Maybe it’s a hornet nest attached to the outside of a kitchen windowpane. It may allow us to spy on the private lives of hornets, but some things are just not worth the bother or risk.
Or maybe it’s the discovery of the patch of poison ivy responsible for the severe rash that can literally keep you home from work for a few days.
Or maybe it’s the copperhead you find under the back porch. (Of course, 99.9 percent of the time it turns out to be a harmless milk snake or juvenile rat snake.)
On May 18, at exactly 11 a.m., I had such an encounter. With each passing year, I see fewer things I’ve never seen before.
But on this day I stepped onto the porch outside my office, which occupies the second floor of the garage.
Immediately I saw a large, dark shaggy form race along the edge of the woods just 25 feet away. I only saw the mystery beast for two or three seconds, and my first impression was a large black dog. But when it ran, it loped in distinctive bear fashion.
It was a black bear. I estimate it weighed about 120 pounds, so it was probably a juvenile born in January 2015.
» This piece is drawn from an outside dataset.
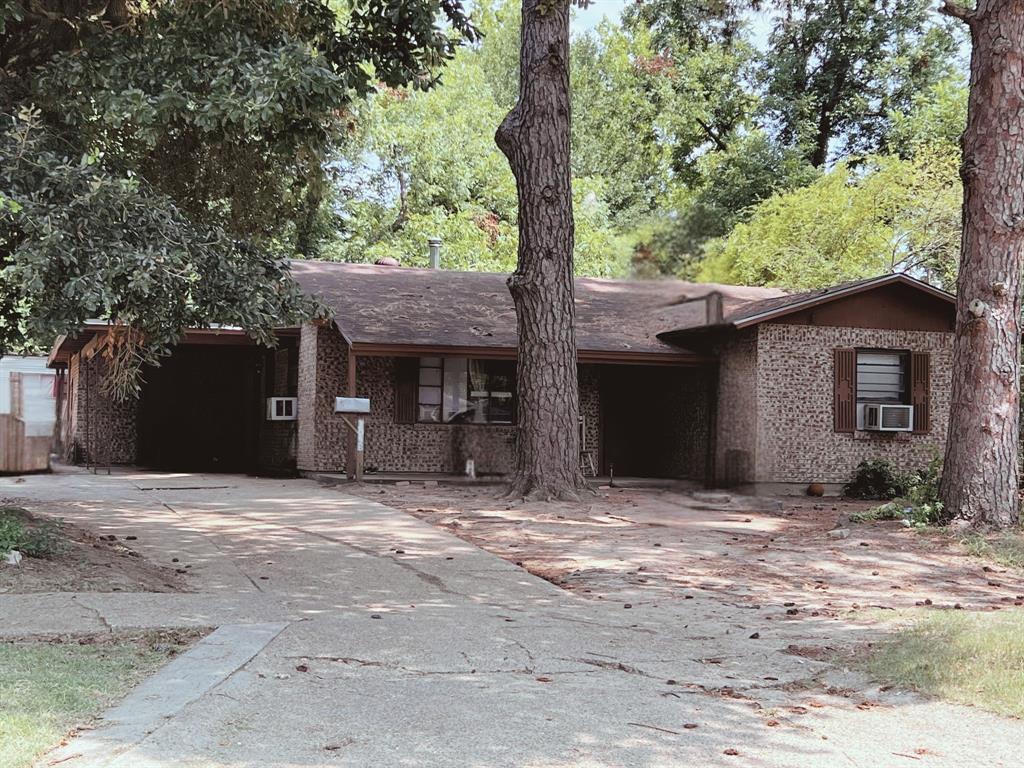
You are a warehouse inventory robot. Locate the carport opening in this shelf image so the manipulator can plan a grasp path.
[600,366,712,481]
[137,337,297,474]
For at least five years, neighbors have been telling me they’ve seen bears within five miles of our house. Five miles is nothing to a bear, so I knew one would eventually appear. In fact, earlier this year a neighbor told me he had seen one cross the road just past my garage.
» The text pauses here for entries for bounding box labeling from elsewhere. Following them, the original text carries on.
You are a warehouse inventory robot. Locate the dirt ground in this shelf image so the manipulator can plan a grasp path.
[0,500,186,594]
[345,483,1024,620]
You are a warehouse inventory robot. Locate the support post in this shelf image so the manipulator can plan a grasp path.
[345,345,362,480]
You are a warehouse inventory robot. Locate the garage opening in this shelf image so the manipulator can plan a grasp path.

My biggest fear of a bear visit was that it would destroy my bird feeders and the “bird cage” I wrote about back in December. I quickly checked the bird cage and all my feeders and found no damage. Maybe the bear was just passing through.
About a week later, I visited my daughter in California. I left the feeders empty and the door on the bird cage ajar. With no food inside the cage, I hoped the bear would ignore it if he returned.
On the morning of May 23, my wife called to report a pile of scat just outside the garage.
She said there was no evidence of damage, but “Given the size of the pile, it had to be that bear,” she concluded.
When I got home a few days later, the pile remained and it was indeed bear scat. Up to that point, it had done no damage.
One feeder down
A single Droll Yankee Covered Platform Feeder hanging for a steel arm just outside my office window is now the only feeder I keep filled with seed. I thought it was safe because it hangs from a 3-foot long steel arm.
But no, on a recent visit the bear actually bent the arm almost around the post that supports it to reach the feeder and drop it to the ground. Fortunately — though the feeder is far from bear-proof — it was undamaged.
On the bear’s next visit, it removed a heavy-duty metal finch feeder and completely destroyed it by crushing it with its jaws. No way a raccoon could do that.
For now, I’ve declared a truce with the bear. I’ll just keep that one feeder filled during daylight hours until fall when the bear decides to hibernate.
When it comes to dealing with a bear, discretion seems the better part of stubbornness.